Life Coaches have been an extremely popular phenomenon for some years now. These are men and women who are trained (for the most part) in certain areas of psychology, business, sports, and their accompanying motivational models.  Much of it has to do with the science of human development.  There is no doubt that many have benefited by reaching personal or professional goals through working with these life coaches.

Similarly, we hold up as role models those who exemplify passion and vitality and a commitment to excellence combined with an unyielding compassion. Personalities such as Eleanor Roosevelt, Mohandas Gandhi, Nelson Mandela,  or Albert Schweitzer come to mind.   

Yet, we can be and are “life coaches” to people in our own lives.  We are role models to our children certainly (for better or worse).  This is at times, a scary and daunting truth, but an important one to hold.

At our best, we are sources of inspiration, consolation, and powers of examples to those whose lives we touch on a daily basis.

So, how do we assure that the kind of mentoring we are giving to others and just as importantly, accepting from others is fostering growth and wisdom?

I think that I would answer that with the 3 P’s: Presence, Passion, and Practicality.  You work towards being a practical, passionate presence to others.  This means being fully yourself with the other person.  It may be that your personality is exuberant or laid back and reserved, your type of personality is not at the heart of the matter.  Passionate here refers more to the commitment you make to your life than a particular way of being.  This includes honesty, with yourself and others.   

You help your children, coworkers, family, and friends by encouraging them to find their own wisdom in overcoming obstacles by sharing and modeling how you have gotten through difficult and painful times.  His Holiness the Dalai Lama once said, “If you utilize obstacles properly, then they strengthen your courage, and they also give you more intelligence, more wisdom.  But if you use them in the wrong way,” he added, laughing gently, “you will feel discouraged, failure, depression.” 

A listening, caring presence is vital.  This means that you must also take time daily to be alone, even if only for a few minutes, so that your emotional battery has some charge in it.  You often can not immediately fix problems presented to you. These are THEIR issues (hard to remember with loved ones) that by working through them will create happier and more empowered individuals.  Listen, ask questions to gain clarity…and then share your own strength and experience.

Much of what I share in times of trouble is to not be afraid of your feelings or being vulnerable.  Feel all your feelings (even the painful ones), cry, get angry, bake a cake.  Let these feelings have their way with you, they are going to anyway.  And then it becomes easier to let these feelings go, let them flow away from you. 

Mentoring means giving of yourself so that others can determine for themselves what lessons they are going to take and keep for the journey.  Hopefully, the ones you mentor gain a sense of mastery by coming out the other side of a difficult challenge and to a certain extent, may even find gratitude by going through the situation.

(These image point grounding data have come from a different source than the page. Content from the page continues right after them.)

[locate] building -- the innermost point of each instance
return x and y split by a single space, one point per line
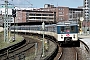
61 12
35 16
75 13
2 12
64 13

Lastly, mentoring is infectious.  It what’s Robert Wicks in his book Sharing Wisdom calls positive contamination: “Mentors are infectious.  They model fresh, frank, and innovative ways to live life.  To do this they need not be brilliant, famous, wealthy, good looking, or accomplished.  They simply need to be enthusiastic and genuinely themselves, and to see life as precious.  Who they are provides as much to the pepople seeking mentoring as what they know.”

This does not mean that the mentor didn’t have pain, experience shame, make mistakes-even big ones. It means they didn’t settle.  They live life fully and find value in themselves and their experiences. They learned and can model how to reframe both the questions in their lives and the answers.”